FilsThon
Développement personnel

Détresse(s)

Madame, Monsieur vous avez pris place dans le TGV direct Paris Nantes. Notre départ est retardé de quelques minutes car nous devons attendre un groupe.

En effet, un agent de l’accueil SNCF vient installer à la place libre derrière nous, une dame aveugle, dont nous comprendrons un peu plus tard qu’elle est aussi atteinte de surdité. Le train part aussitôt. Un peu après Le Mans, le contrôleur passe. Tout à coup nous sentons qu’un mini drame se noue. Le contrôleur s’est aperçu au même instant du handicap de la passagère, et que son billet n’est pas pour le train de Nantes, mais celui de Brest. La dame a des sanglots de désarroi lorsqu’elle comprend la situation. « Je le sentais bien qu’il y avait quelque chose de pas normal ». « Il fallait se dépêcher pour le train, on nous poussait, c’était le bazar ». « Comment je vais faire pour aller à Brest moi maintenant ? ». Le jeune contrôleur prend les choses en mains, il apaise la voyageuse, va prévenir le chef de train, et revient, rassurant. La gare de Nantes est prévenue, la dame aveugle sera accueillie et accompagnée jusqu’au train de Brest.

mais mon histoire ne s'arrête pas là …

Le calme revient dans la rame. Juste avant Angers, nouvelle annonce :

Notre train va s’arrêter à quai en gare d’Angers-Saint-Lau, où nous allons devoir attendre trente à quarante minutes. Un train de marchandises en détresse occupe la voie devant nous. La SNCF vous prie d’accepter ses excuses, blablabla.

Autour de nous, les récriminations sont discrètes pour une fois. Chacun doit penser à la dame aveugle dont le voyage est décidément complètement pourri. Nous, nous allons évidemment rater la correspondance avec le TER et devoir attendre le suivant pendant presque une heure. A Nantes, nous retrouvons la dame aveugle qui elle aussi a raté sa correspondance pour Brest. Elle est installée dans la salle d’attente de la gare, calme et résignée. Avant de prendre notre train, nous nous assurons que l’accueil SNCF s’occupe bien du problème, ce qui semble être le cas. L’énorme bourde de l’employé de la gare Montparnasse a été rattrapée du mieux qu’on a pu. Un taxi va arriver nous dit-on pour emmener la dame jusqu'à Brest, trois heures de route.

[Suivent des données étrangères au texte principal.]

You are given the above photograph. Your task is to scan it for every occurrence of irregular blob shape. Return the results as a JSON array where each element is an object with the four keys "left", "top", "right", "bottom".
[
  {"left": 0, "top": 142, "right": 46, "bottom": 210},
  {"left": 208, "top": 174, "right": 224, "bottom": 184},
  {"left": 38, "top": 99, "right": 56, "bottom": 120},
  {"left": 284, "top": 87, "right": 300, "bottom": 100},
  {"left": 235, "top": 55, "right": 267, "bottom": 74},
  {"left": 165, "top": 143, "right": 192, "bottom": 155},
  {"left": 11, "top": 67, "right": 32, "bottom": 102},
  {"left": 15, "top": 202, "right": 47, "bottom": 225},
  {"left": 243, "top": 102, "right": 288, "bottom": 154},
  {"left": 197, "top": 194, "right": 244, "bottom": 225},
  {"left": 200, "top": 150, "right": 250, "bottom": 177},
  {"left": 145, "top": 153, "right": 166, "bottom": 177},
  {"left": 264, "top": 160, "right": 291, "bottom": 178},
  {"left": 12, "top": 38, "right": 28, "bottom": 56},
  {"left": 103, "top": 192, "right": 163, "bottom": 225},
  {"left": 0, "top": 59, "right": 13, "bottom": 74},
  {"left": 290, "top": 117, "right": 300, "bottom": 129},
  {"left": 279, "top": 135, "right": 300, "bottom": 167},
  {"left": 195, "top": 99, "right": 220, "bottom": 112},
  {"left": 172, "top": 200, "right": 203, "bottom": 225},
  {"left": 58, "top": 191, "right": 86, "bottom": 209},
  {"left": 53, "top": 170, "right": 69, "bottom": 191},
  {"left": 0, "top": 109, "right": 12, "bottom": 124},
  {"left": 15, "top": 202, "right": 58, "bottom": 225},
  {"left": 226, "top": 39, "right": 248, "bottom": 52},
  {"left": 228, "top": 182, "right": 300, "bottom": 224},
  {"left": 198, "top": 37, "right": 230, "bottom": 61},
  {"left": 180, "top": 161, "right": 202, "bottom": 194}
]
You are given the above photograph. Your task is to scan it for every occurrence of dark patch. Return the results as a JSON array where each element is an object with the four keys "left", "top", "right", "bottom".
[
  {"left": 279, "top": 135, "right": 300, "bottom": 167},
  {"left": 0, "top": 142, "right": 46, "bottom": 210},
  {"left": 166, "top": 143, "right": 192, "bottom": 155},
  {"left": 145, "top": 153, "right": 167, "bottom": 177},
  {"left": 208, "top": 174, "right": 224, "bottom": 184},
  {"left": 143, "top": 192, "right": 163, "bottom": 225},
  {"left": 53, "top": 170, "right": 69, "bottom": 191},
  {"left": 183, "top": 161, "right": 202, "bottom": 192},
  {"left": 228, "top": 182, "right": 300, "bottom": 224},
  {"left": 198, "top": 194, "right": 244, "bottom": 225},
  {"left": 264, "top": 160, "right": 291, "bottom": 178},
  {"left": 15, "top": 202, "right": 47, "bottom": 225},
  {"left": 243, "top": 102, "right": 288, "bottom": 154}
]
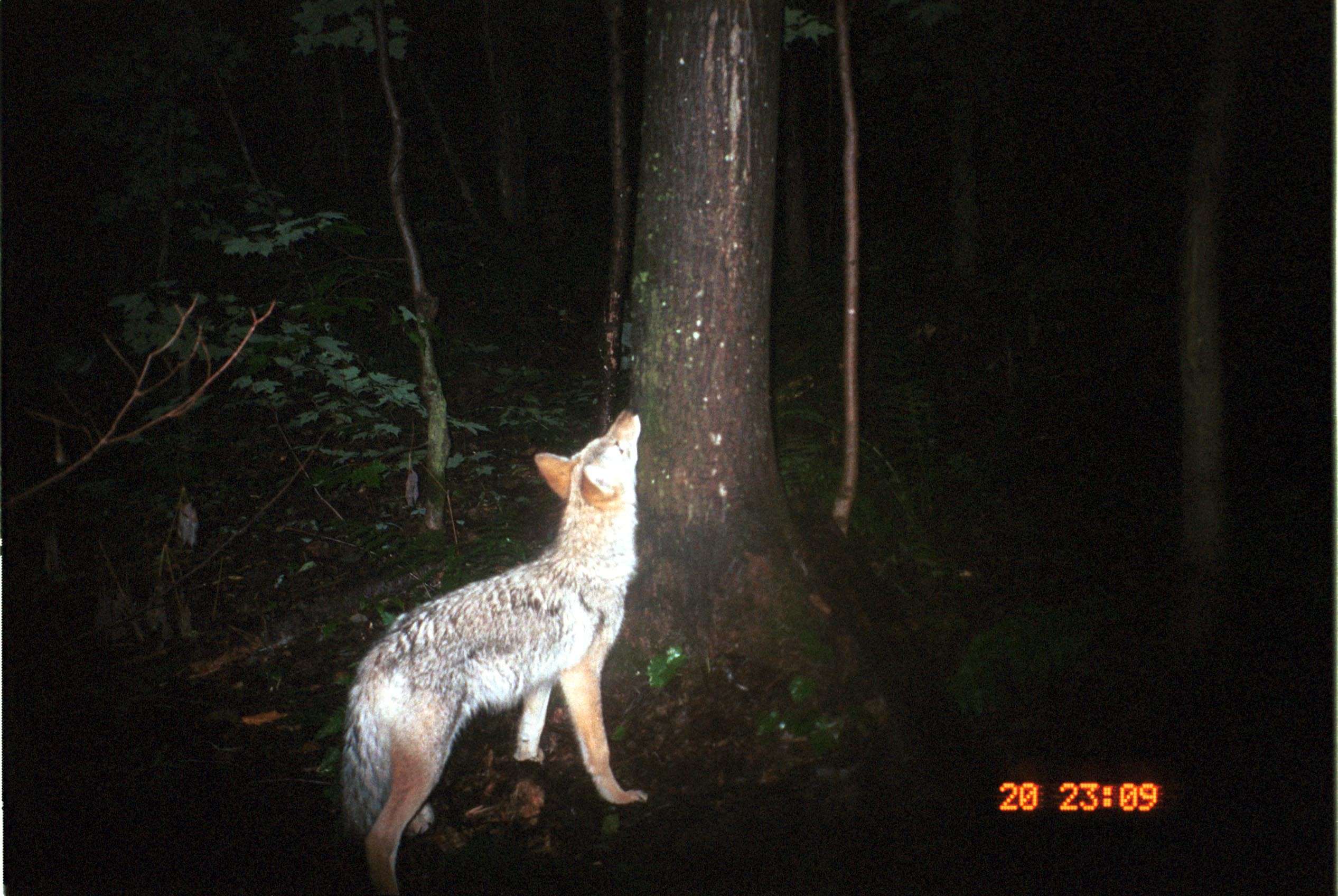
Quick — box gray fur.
[342,412,643,845]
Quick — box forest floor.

Nous arrivons à notre destination une heure plus tard que prévu. C’est le deuxième jour de l’été, malgré l’heure la lumière est encore belle sur l’étang. Dans son taxi, la dame de Brest ne verra pas les ajoncs fleuris le long de la route. Il y a des nuits noires qui sont plus noires et plus longues que d’autres. Des détresses plus insoutenables et muettes que d’autres.